O que o anúncio alega — e o que não está verificado
- Alvo e vetor: entrega por documentos Office (Word, Excel e formatos associados), potencialmente por phishing ou páginas maliciosas.
- Sandbox escape: o ponto citado como diferencial — se verdadeiro, permite que código malicioso ultrapasse uma camada importante de mitigação do Office.
- Compatibilidade: o vendedor afirma que o exploit funciona em sistemas “fully patched”; a Cyber Security News nota que a alegação não foi confirmada por Microsoft.
As fontes não fornecem prova pública de exploração confiável (PoC) ou indicadores técnicos que permitam validação independente. Portanto, a existência real do 0‑day continua uma alegação sem verificação pública até o momento.
Risco e impacto potencial
Se a cadeia de exploração e o escape de sandbox forem reais, o risco para ambientes corporativos é elevado. Documentos Office são um vetor tradicional de intrusão: com um exploit que neutralize o sandbox, uma mensagem de spear‑phishing capaz de convencer um usuário a abrir um anexo pode levar à execução de payloads com privilégio suficiente para persistência e movimentação lateral. A matéria observa que o Patch Tuesday de novembro de 2025 abordou várias RCEs em Office, incluindo CVE‑2025‑62199, mas não menciona este suposto 0‑day — o que motivaria especial atenção por parte das equipes de defesa e deteção.
Mitigações práticas imediatas
- Políticas de proteção de documentos: manter Protected View ativado para documentos provenientes da internet.
- Desabilitar macros e restringir execução de conteúdo ativo via políticas de grupo quando aplicável.
- Aplicar camadas de detecção: ATP/EDR com inspeção de comportamento de processos e detecção de técnicas de escape de sandbox.
- Elevar a vigilância: monitoramento de tráfego e logs para detecção de aberturas de documentos anômalas e compromissos de endpoint.

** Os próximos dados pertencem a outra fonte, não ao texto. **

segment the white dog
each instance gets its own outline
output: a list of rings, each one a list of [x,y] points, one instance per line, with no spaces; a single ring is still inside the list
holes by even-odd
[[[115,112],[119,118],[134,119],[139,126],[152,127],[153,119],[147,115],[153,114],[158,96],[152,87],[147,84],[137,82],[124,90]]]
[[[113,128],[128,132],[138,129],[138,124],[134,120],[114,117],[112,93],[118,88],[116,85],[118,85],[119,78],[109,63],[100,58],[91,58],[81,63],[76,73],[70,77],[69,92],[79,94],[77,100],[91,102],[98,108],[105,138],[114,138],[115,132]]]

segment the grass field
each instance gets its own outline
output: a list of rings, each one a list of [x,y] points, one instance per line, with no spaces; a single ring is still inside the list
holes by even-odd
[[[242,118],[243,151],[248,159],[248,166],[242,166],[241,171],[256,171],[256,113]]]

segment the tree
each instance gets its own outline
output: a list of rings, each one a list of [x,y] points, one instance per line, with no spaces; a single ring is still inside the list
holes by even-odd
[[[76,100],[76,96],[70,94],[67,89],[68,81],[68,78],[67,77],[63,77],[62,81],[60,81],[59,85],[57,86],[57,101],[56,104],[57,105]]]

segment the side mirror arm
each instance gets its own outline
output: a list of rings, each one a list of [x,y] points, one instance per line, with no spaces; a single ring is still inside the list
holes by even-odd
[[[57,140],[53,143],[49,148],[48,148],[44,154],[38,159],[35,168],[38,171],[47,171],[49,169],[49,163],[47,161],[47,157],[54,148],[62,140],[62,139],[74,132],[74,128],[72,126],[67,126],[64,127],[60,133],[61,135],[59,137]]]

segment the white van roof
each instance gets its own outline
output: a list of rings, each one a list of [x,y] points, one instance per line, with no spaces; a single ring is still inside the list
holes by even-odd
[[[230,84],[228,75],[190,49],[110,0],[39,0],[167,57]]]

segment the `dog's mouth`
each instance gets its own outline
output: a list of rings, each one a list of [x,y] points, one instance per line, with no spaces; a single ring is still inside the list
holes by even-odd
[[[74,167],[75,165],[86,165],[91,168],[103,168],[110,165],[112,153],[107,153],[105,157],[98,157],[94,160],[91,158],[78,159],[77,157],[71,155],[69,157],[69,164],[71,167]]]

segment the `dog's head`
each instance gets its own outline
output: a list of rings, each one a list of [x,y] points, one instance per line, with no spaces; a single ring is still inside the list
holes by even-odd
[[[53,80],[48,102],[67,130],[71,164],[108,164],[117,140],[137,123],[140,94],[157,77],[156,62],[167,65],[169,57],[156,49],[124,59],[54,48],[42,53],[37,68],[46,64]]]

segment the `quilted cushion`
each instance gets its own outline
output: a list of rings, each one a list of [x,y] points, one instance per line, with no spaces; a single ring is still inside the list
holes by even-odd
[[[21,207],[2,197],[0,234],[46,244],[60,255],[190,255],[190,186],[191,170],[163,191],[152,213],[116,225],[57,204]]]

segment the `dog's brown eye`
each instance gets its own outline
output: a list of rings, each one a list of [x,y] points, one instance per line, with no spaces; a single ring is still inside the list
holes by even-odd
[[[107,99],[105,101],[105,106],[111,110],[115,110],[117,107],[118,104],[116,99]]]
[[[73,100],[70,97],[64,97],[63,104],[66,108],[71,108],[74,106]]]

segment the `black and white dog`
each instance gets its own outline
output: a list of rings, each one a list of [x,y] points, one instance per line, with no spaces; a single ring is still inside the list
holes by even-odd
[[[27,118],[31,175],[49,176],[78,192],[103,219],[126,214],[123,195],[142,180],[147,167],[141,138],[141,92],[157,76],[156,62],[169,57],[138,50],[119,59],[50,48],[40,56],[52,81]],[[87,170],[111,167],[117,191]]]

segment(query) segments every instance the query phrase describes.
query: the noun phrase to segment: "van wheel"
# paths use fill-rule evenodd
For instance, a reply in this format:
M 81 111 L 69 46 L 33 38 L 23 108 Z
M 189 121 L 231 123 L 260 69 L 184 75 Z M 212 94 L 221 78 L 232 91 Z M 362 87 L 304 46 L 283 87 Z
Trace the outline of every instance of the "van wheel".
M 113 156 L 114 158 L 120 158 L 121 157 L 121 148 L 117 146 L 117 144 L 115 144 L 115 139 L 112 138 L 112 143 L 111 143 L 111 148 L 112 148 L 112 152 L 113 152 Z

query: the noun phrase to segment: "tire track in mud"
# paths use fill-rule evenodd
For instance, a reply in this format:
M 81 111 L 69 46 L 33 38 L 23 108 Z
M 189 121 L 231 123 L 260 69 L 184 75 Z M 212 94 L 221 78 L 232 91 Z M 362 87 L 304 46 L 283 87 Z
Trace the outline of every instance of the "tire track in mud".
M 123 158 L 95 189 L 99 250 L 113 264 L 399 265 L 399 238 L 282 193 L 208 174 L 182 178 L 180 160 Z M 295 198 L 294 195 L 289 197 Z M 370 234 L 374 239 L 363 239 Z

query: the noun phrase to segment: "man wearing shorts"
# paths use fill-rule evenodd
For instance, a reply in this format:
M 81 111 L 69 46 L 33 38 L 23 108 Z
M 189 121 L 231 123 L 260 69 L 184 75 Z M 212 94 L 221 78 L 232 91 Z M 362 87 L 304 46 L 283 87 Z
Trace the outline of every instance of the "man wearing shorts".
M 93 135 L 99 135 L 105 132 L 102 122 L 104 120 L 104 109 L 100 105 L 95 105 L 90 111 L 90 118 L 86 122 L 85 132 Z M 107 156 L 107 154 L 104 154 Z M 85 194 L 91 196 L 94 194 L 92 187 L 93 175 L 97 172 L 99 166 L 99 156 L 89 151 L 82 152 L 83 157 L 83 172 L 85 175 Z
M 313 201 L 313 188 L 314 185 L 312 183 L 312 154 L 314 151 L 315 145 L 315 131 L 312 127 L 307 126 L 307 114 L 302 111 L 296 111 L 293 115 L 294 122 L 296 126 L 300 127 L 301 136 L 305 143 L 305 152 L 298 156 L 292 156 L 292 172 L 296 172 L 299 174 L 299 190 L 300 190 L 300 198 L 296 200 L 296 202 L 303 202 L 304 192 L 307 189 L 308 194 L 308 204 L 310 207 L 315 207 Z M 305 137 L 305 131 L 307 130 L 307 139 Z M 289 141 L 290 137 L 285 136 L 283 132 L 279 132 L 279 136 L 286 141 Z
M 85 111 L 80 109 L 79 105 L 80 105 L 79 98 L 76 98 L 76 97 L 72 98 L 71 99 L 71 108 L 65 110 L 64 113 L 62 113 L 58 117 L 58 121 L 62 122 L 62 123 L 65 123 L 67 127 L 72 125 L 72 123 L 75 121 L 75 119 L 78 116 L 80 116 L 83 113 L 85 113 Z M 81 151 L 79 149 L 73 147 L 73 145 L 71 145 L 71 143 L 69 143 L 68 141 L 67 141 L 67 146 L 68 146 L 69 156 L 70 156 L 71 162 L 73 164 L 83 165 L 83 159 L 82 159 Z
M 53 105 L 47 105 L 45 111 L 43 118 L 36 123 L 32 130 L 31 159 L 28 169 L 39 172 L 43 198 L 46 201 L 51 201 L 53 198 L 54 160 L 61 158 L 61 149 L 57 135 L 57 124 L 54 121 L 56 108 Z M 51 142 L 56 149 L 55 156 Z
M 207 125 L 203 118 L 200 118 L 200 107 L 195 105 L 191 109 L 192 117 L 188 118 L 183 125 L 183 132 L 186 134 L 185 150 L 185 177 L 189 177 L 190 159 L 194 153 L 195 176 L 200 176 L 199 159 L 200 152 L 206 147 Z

- Postura reativa: acompanhar comunicados oficiais da Microsoft e aplicar correções assim que publicadas.
Limites da informação
O anúncio é um relato de mercado clandestino: as fontes descrevem o conteúdo do anúncio e contexto histórico do vendedor (incluindo oferta passada de um zero‑day para WinRAR), mas não há evidência pública de exploração em natureza observada “in the wild”. As fontes também não confirmam se atores reais já teriam comprado e operacionalizado o exploit.
Recomendações de longo prazo
Organizações devem reforçar controles preventivos (hardening do Office) e ter planos de resposta rápidos para incidentes que comecem por documentos. A priorização de mitigação baseada em superfície de ataque — usuários com acesso a ativos sensíveis, cadeias de e‑mail de alto privilégio e serviços de colaboração que trocam documentos — é essencial.
O que acompanhar
Procure atualizações oficiais da Microsoft, alertas de CERTs ou relatórios técnicos que confirmem o CVE ou publiquem PoC; até lá, trate o caso como uma ameaça potencialmente séria baseada em uma alegação ainda não verificada.